In a desperate attempt to find out what was going on, I turned on the crude visualization I had created weeks ago when programming the game itself and watched my network play on the ridiculously small 3×3 board. Sure enough, this setup is trivial–there is usually an open path from the player piece to the treasure at least 80% of the time, and all the network needs to do is move the piece there and collect. Yet about with one treasure every game–there are six treasures in the small version–it obstinately avoided doing just that. Instead it ran past the treasure again and again, until the maze moved and the path was no longer open, and needed several hundred moves where it should have needed but one or two. After watching this for a couple of hours, it occurred to me that the moves repeated–both those of the network for sliding the tiles and of those for moving the player piece. The networks went into an infinite loop and didn’t manage to break out of it for hundreds or thousands of moves.
And that, finally, gave me the hint I needed to find one last, but crucial error in my code. You see, in reinforcement learning there is a thing called the exploitation/exploration dilemma. With each move, the agent (the network) has to decide whether it wants to cash in on the experiences it has already made, i.e. choose the move it knows to be best, so far–exploitation–or instead randomly select a different move so to possibly learn something new–exploration–, with the chance to improve its strategy and thus get better rewards later. That choice, in any implementation, is governed by a parameter usually called epsilon that should start rather high, so that the agent initially explores a lot, and then be constantly reduced, so that the agent usually cashes in on its experiences, but never quite stops exploring. Now due to a stupid coding error I had made, my epsilon was almost instantly reduced to next to nothing within the first 4 or 5 games. So for the rest of the 100, or 1,000, or 10,000 games I ran the networks while trying to train them, they were virtually unable to learn anything new. They no longer explored! So that’s why they were never able to break out of their infinite loops–they simply were not given the chance to do anything but do what they had learned in the first handful of games.
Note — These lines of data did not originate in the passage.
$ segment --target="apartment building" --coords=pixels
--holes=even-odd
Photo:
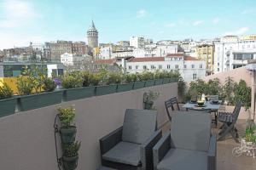
[[[213,73],[214,46],[201,44],[196,47],[196,56],[201,60],[205,60],[207,74]]]
[[[247,64],[255,59],[256,40],[227,36],[214,42],[214,73],[227,71]]]

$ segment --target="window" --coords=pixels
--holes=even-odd
[[[196,79],[196,73],[193,73],[193,80]]]

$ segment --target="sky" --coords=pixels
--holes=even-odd
[[[256,34],[256,1],[0,0],[0,49],[29,42],[87,42],[92,20],[101,43],[131,36],[156,42]]]

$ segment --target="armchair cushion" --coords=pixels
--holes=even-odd
[[[140,160],[140,144],[119,142],[102,156],[103,160],[138,166]]]
[[[175,114],[171,128],[171,148],[207,152],[211,122],[211,116],[207,113]]]
[[[158,170],[206,170],[207,153],[191,150],[171,149],[157,165]]]
[[[157,112],[150,110],[127,109],[122,141],[143,144],[156,130]]]

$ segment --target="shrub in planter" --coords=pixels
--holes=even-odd
[[[149,91],[148,93],[144,93],[143,94],[143,104],[145,110],[154,110],[154,101],[159,97],[160,94],[158,92]]]
[[[80,142],[63,145],[62,162],[65,170],[74,170],[78,167]]]
[[[3,82],[3,86],[0,86],[0,117],[14,114],[16,103],[16,98],[13,98],[12,89]]]
[[[75,109],[73,106],[58,109],[61,122],[61,139],[62,144],[71,144],[76,138],[77,128],[74,124]]]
That was quite a find, because it explained why the networks were unable to improve, and even why, quite vexingly, sometimes the best games had been the first few games, after which the networks settled on a more average performance depending on the hyperparameter settings. After that, I was quite enthusiastic for a moment. Would my networks finally learn?
Unfortunately, it doesn’t really look that way. As before, they do fine while the epsilon (exploration rate) is high, and now they do fine longer because the epsilon is high longer. But once the exploration rate goes down, the networks start doing worse again. So I am left with the annoying conclusion that random exploration gives better performance than anything my networks were, or are, able to “learn.”
And now, unfortunately, stark reality interferes. Because today is the 14th of June, and on the 14th of July is the presentation. And I need to hand in the paper three days before that date, just four weeks hence. And besides, I now have to remind myself that this is just one course in four, albeit by far the most interesting one, and there will be three other exams before that one, and I very urgently have to start preparing for them. So basically I am now stuck with what I have because I am already out of time with this. As the professor said, I had now better start cut my losses and write down what I have found so far. Even though it means I have to swallow the bitter disappointment that, in spite of all the time and effort I have invested, this is the first wall in this course of studies that refused to yield. Regardless of how long and how hard I banged my head against it.